Paris & Versailles

June 2017

We flew from Mumbai. We knew it was going to be hot, but it was scorching and sunny in a way I had not packed for. Not at all the city I had imagined from postcards. I had been studying French since the sixth grade, was halfway through ninth when we landed, and discovered very quickly that the French taught in school and the French actually spoken on a Métro platform are two different languages. I could read every sign in the city. I could not, when spoken to, do much about it.

The Eiffel Tower from directly beneath, the lattice rising into a clear blue sky.
Looking up the south leg. Every rivet visible from below.

Before any of this, there was the camera. Dad and I had watched a video together a few weeks earlier and he had offered to buy me a GoPro for the trip. I asked for a DSLR instead. The Nikon D5300 came home in a box I still remember the weight of. By the time we landed in Paris it was a week old, and the first proper frames it ever took were these. You can probably tell. The first day with a new camera mostly looks like learning what the buttons do.

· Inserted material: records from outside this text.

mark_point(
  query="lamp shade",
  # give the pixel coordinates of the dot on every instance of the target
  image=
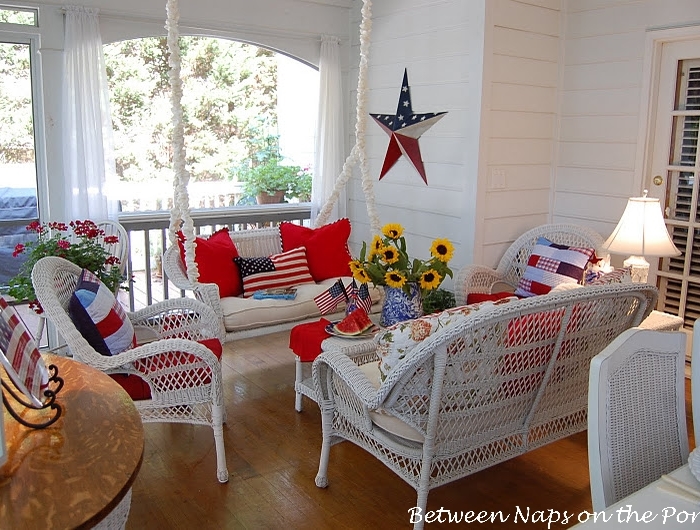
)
(641, 230)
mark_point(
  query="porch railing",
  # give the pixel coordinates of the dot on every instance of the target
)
(148, 239)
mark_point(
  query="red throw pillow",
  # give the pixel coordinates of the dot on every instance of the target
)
(326, 247)
(214, 257)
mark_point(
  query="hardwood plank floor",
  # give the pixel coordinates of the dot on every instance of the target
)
(272, 453)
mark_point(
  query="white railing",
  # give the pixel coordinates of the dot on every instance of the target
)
(148, 238)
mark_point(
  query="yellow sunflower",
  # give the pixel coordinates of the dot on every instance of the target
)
(395, 279)
(430, 279)
(442, 249)
(390, 255)
(376, 247)
(392, 230)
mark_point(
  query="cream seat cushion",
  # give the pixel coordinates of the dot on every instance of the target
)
(383, 419)
(247, 313)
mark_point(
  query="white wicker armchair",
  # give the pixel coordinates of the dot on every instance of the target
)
(481, 279)
(636, 413)
(484, 388)
(184, 376)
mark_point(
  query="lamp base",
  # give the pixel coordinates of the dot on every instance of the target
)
(640, 268)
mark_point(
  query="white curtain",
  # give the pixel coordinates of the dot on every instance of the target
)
(329, 152)
(88, 154)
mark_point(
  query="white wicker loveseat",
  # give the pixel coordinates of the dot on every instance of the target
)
(246, 317)
(488, 386)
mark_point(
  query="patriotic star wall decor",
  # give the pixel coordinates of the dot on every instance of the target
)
(404, 129)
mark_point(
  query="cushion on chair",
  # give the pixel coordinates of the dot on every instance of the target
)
(326, 247)
(551, 264)
(99, 317)
(395, 343)
(214, 257)
(279, 270)
(138, 389)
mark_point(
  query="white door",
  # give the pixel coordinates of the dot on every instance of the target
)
(674, 176)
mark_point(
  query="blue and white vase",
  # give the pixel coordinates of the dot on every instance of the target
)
(399, 306)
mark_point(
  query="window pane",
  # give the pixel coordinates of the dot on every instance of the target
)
(18, 190)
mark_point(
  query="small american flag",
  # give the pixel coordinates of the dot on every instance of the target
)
(360, 296)
(21, 358)
(329, 299)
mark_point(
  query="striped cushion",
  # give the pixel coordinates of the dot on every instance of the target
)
(21, 359)
(99, 316)
(551, 264)
(279, 270)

The Seine looking west from a footbridge, Eiffel Tower small on the horizon, Musée d'Orsay roof on the right.
From a footbridge over the Seine. Eiffel small in the distance, Musée d'Orsay's roof on the right.
A stone allegorical figure on the Pont Alexandre III pylon, holding a gilded sword and shield against a blue sky.
Pont Alexandre III. The bronze sword catches the sun for about an hour a day. I remember being slightly thrilled that I could read the inscriptions.

We walked. Paris is a walking city in the way Switzerland is a sitting-on-trains city, and so we did mostly that. There was a hotel on a small street off the Champs-Élysées that I still picture as the warmest room I have ever stayed in, despite it being thirty-three degrees outside. Bakeries on every corner. We learned to point.

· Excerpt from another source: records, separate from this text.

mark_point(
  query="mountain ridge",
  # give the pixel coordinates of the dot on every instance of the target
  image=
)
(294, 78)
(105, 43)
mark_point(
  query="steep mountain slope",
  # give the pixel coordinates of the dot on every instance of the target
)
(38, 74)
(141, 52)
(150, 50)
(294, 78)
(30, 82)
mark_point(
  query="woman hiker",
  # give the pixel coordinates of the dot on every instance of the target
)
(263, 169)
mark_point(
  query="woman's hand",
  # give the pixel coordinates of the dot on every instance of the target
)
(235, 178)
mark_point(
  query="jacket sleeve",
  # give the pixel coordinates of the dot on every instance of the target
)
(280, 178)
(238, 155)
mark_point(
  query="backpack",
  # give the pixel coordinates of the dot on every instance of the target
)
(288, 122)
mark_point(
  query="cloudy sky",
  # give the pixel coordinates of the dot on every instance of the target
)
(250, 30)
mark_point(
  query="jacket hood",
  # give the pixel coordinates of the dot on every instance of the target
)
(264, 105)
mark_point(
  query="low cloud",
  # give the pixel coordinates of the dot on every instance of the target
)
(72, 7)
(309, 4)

Aerial view of the Champ de Mars from the top of the Eiffel Tower at golden hour, École Militaire centred at the far end and Les Invalides golden dome on the upper-left horizon.
Champ de Mars, from the top of the tower. Les Invalides golden dome in the upper-left corner.

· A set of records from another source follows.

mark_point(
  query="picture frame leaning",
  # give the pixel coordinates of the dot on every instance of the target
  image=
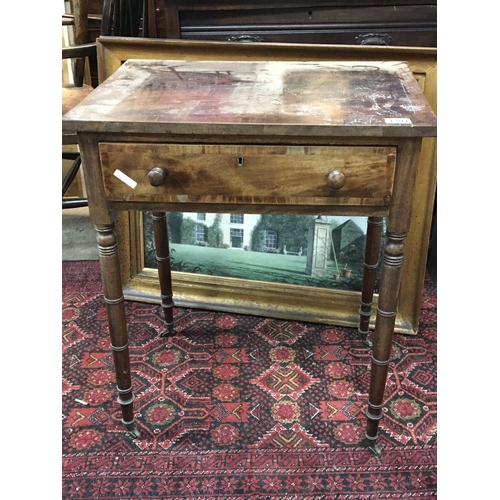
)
(279, 300)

We climbed the tower in the late afternoon and stayed long enough to see the sun set twice. Up there it does that. Once when it dips below the La Défense skyline, again a few minutes later when the last of it disappears behind the cluster's tallest building. Different colour each time. We had nowhere to be.

Sunset over La Défense from the Eiffel Tower, sun sitting just above the silhouetted skyscrapers.
Sunset over La Défense a few minutes later, sun half-disappeared behind a tower, sky deep red-orange.
Same tripod. A few minutes apart. La Défense at the horizon.

Once the sun had gone down properly the tower started to sparkle on the hour, and the whole city stopped what it was doing for five minutes. Then we took the Métro back. Whatever French I had been pleased to recognise on the bridges did not survive contact with the announcements at République.

The garden façade of the Palace of Versailles, with the parterre and trimmed hedges in front.
Versailles, the day after. We beat the tour buses by about an hour.
The Apollo fountain at Versailles in full play, Apollo's chariot rising from the basin with horses, water arcing on either side.
The Apollo fountain runs on the hour and stops.

It was my birthday the next day. We spent it at Disneyland Paris, which I am genuinely too embarrassed to have photos of. The morning after that we were on a TGV south, watching France turn into something steeper.